O uso do celular em sala de aula: ferramenta de aprendizagem ou de distração?
Enviada em 19/09/2021
Em sua fase Técnico-Científico-Informacional, a Revolução Industrial é responsável pela consolidação da tecnologia na contemporaneidade, sendo capaz de transformar os padrões de consumo, as relações interpessoais e, também, os meios de aquisição de conhecimento. A partir dessa integração, os aparelhos eletrônicos são cada vez mais precocemente encontrados em sala de aula, o que pode configurar um facilitador ou um potencial empecilho para a plena formação individual. Dessa forma, a família e as instituições de ensino devem administrar o uso da tecnologia para que os bônus se sobreponham aos ônus.

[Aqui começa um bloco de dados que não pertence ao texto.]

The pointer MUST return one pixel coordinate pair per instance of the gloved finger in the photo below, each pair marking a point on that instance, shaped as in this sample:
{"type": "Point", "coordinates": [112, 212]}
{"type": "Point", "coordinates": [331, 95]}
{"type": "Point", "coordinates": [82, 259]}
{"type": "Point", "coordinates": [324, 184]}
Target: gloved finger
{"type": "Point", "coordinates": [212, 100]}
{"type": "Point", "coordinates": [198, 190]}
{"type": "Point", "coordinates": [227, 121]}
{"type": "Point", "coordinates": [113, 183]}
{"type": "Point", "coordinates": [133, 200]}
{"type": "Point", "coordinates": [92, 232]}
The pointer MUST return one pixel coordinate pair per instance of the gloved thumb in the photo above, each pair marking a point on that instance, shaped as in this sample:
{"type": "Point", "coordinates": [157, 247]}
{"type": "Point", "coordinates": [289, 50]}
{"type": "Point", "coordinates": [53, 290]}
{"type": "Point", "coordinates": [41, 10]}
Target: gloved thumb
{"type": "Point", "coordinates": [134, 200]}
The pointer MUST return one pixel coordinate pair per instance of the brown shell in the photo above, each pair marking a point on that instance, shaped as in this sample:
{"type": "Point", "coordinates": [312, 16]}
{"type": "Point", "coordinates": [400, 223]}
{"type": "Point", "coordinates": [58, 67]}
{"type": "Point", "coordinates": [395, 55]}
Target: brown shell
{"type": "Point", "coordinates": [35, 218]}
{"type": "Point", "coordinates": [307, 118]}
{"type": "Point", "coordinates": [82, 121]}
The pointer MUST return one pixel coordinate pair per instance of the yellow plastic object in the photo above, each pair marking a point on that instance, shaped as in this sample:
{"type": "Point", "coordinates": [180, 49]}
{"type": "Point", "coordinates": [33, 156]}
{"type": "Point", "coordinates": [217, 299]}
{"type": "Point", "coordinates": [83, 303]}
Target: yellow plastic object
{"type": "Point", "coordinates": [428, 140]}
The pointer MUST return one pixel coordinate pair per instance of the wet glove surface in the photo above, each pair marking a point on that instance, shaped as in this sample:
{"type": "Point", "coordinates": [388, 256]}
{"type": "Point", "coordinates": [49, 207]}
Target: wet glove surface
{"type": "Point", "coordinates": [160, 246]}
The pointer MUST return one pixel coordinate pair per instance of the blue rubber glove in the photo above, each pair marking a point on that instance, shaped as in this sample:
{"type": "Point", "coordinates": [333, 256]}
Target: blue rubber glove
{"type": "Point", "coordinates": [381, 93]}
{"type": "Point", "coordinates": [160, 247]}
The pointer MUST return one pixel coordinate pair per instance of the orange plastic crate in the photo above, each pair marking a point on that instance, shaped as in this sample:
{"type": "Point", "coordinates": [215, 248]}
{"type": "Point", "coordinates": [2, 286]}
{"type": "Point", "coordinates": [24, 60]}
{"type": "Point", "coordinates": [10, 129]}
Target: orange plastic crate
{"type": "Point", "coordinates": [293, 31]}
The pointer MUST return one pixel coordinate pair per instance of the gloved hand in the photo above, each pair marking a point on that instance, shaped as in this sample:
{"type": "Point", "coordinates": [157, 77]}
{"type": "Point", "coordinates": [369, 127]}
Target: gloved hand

Sob tal ótica, a família, enquanto instituição social responsável pela educação da vontade do indivíduo, tem a função de estabelecer hábitos e limites. Tal raciocínio é premissa básica para que, na ausência dos pais, a criança tenha direcionamento para pensar e agir de forma prudente. Nesse sentido, o uso regrado do celular em casa, com horários definidos e controle de conteúdo consumido, constrói a disciplina pessoal desde a infância, bem como atribui ordem e estabilidade aos afazeres. Com isso, não somente o uso disperso de eletrônicos na escola poderia ser atenuada, como também a melhoria na concentração dos estudantes seria nítida.
Por outro lado, negar a integração tecnológica que caracteriza o atual momento histórico é, também, perder a oportunidade de modernizar e aprimorar o processo educativo. Segundo o escritor Paulo Freire, a educação primitiva, cujo professor é o único detentor de conhecimento, é falha em sua eficiência no que tange ao desenvolvimento pleno do cidadão. Sendo assim, o uso de celulares, tablets e projetores, possibilitados pelo advento da tecnologia, podem servir para aumentar a participação ativa dos alunos e melhorar a experiência de aprendizado. A partir daí, seria viável a efetivação de um modelo em concordância com o patrono: capaz de construir habilidades utéis, alimentar o senso cítico e com o protagonismo estudantil.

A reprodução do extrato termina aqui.